La freschezza di queste sue recenti immagini appare stupefacente. E sono ormai diversi anni che assistiamo a questo costante rinnovamento, attraverso episodi minimali. Seguendo l’istinto, credo, più ancora che la riflessione cercata, Gallizioli alterna immagini, limitate nello spazio ristretto di un’aiuola, a visioni di ampio spettro; utilizza l’accostamento visivo al particolare fino a restringere l’immagine sulla piccola zolla fiorita, o apre il grandangolo dello sguardo per dar vita all’incanto di un prato che scivola verso il pendio, o quello del mare che si acceca con la luce del sole. Forse non ha più bisogno dello sguardo, non guarda più né la terra né il mare. L’occhio si fissa al contrario, con severa minuzia, sull’operazione pittorica: ogni pennellata, ogni tratto di pastello, ogni scelta espressiva e stilistica, tutto viene ricondotto a quella misura che, unica, può dar conto del sogno, può essere nello stesso tempo misura dello sguardo e misura dell’emozione.
Gli acquerelli e i pastelli di Gallizioli entrano di diritto nella sua storia pittorica, e confermano le scelte che abbiamo intravisto nella sua lunga storia; non so nemmeno se volute o nate da differenti occasioni e poi ricondotte a misura dal mestiere; quel che importa vedere è il risultato di un’intensità espressiva che vuole essere nella natura attraverso la pittura.
La pittura crea un mondo, che esista o meno, poco importa; la pittura apre la porta di un luogo magico, in cui il nostro occhio affaticato riposa. Credo che la difesa della pittura operata dai pittori come Gallizioli, coerente e costante, in un mondo che viaggia sovente verso altre direzioni, che negano la pittura e spesso anche l’opera a vantaggio della performance e dell’idea, sia sostanzialmente ancorabile a quella sua capacità di inverare l’immagine, dare certezza alla precarietà dell’esistere. Nessuna icona è possibile se mancano gli strumenti e la forza della rappresentazione.
Verranno altri strumenti, altri mezzi poetici –e in parte sono già venuti. Gallizioli appartiene alla schiera che difende la pittura come manifestazione del proprio sogno; un sogno che parte dai sentieri di casa, dal giardino, dall’aiuola di casa, e si dilata di fronte allo splendore del mare del mattino, sulle coste rivolte ad occidente, quando il sole scende dai colli che stanno alle spalle e si immerge nell’intensità delle acque. In questo ampliamento d’orizzonte c’è un ritorno all’infanzia, allo stupore di ciò che l’occhio infantile scopriva nei grovigli dei rovi, nell’intrico del niente.
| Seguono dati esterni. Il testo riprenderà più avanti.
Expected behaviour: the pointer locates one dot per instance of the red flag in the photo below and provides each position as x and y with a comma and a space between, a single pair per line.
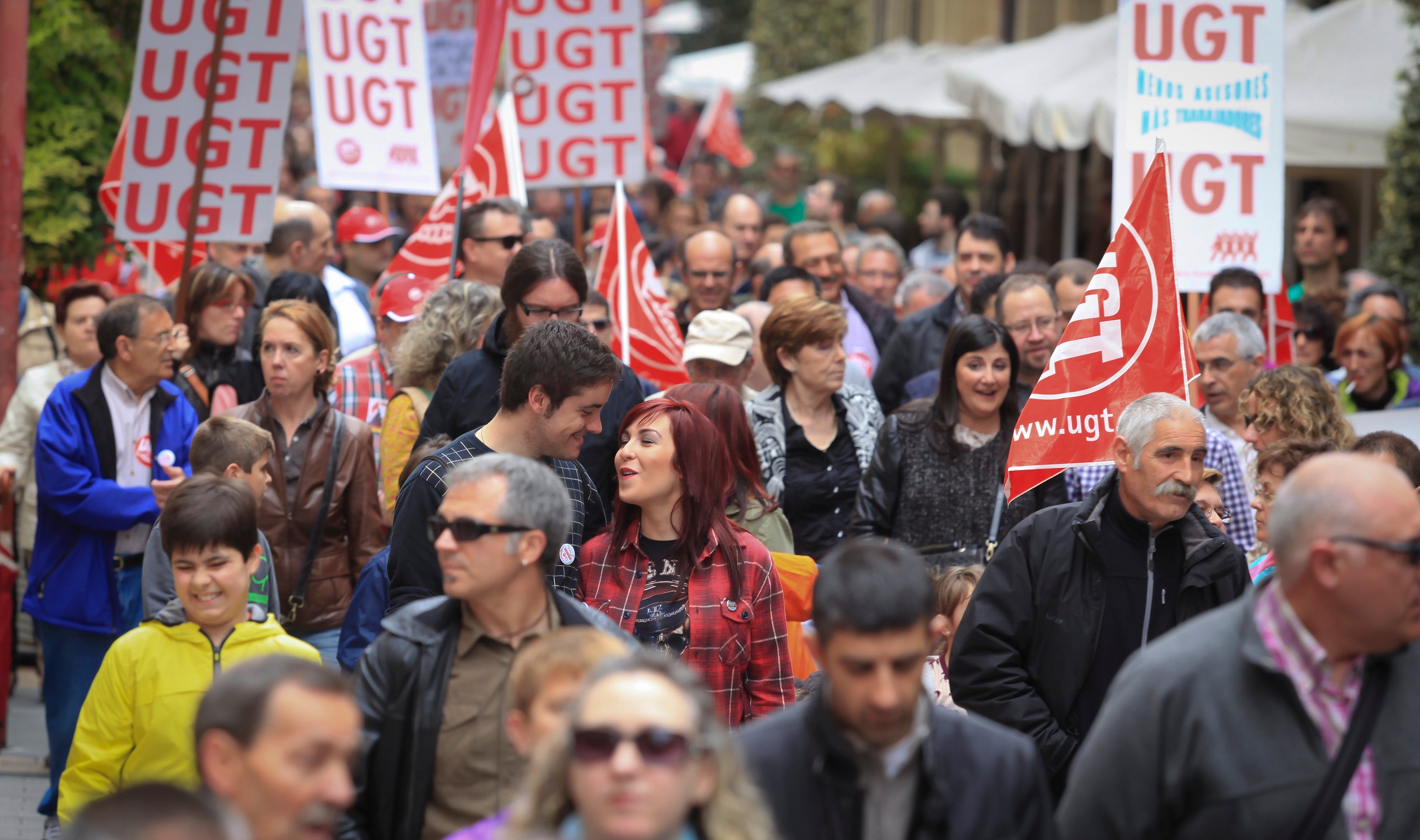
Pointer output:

L’artista raccoglie per questa via lo stimolo dell’immaginazione che non abbisogna di nulla per inventare un mondo. Quello di Gallizioli ha in sé la magia dell’infanzia e la maturità di un mestiere radicato nel gesto della mano che deposita una traccia sul supporto; da qui l’incanto e la visione, la certezza della realtà. La natura e il sogno coesistono; e nel distribuirsi nei mille rivoli di colore mantengono una loro consistenza e verità.
Entrando negli acquarelli e nei pastelli dell’artista bresciano, sorge spontaneo il dubbio che solo l’arte può togliere a noi tutti il fastidio inquieto di una sottesa precarietà dell’esistere; come se solo l’arte potesse salvare il mondo da quella dissoluzione, che sembra a volte dominare i gesti e le azioni degli uomini.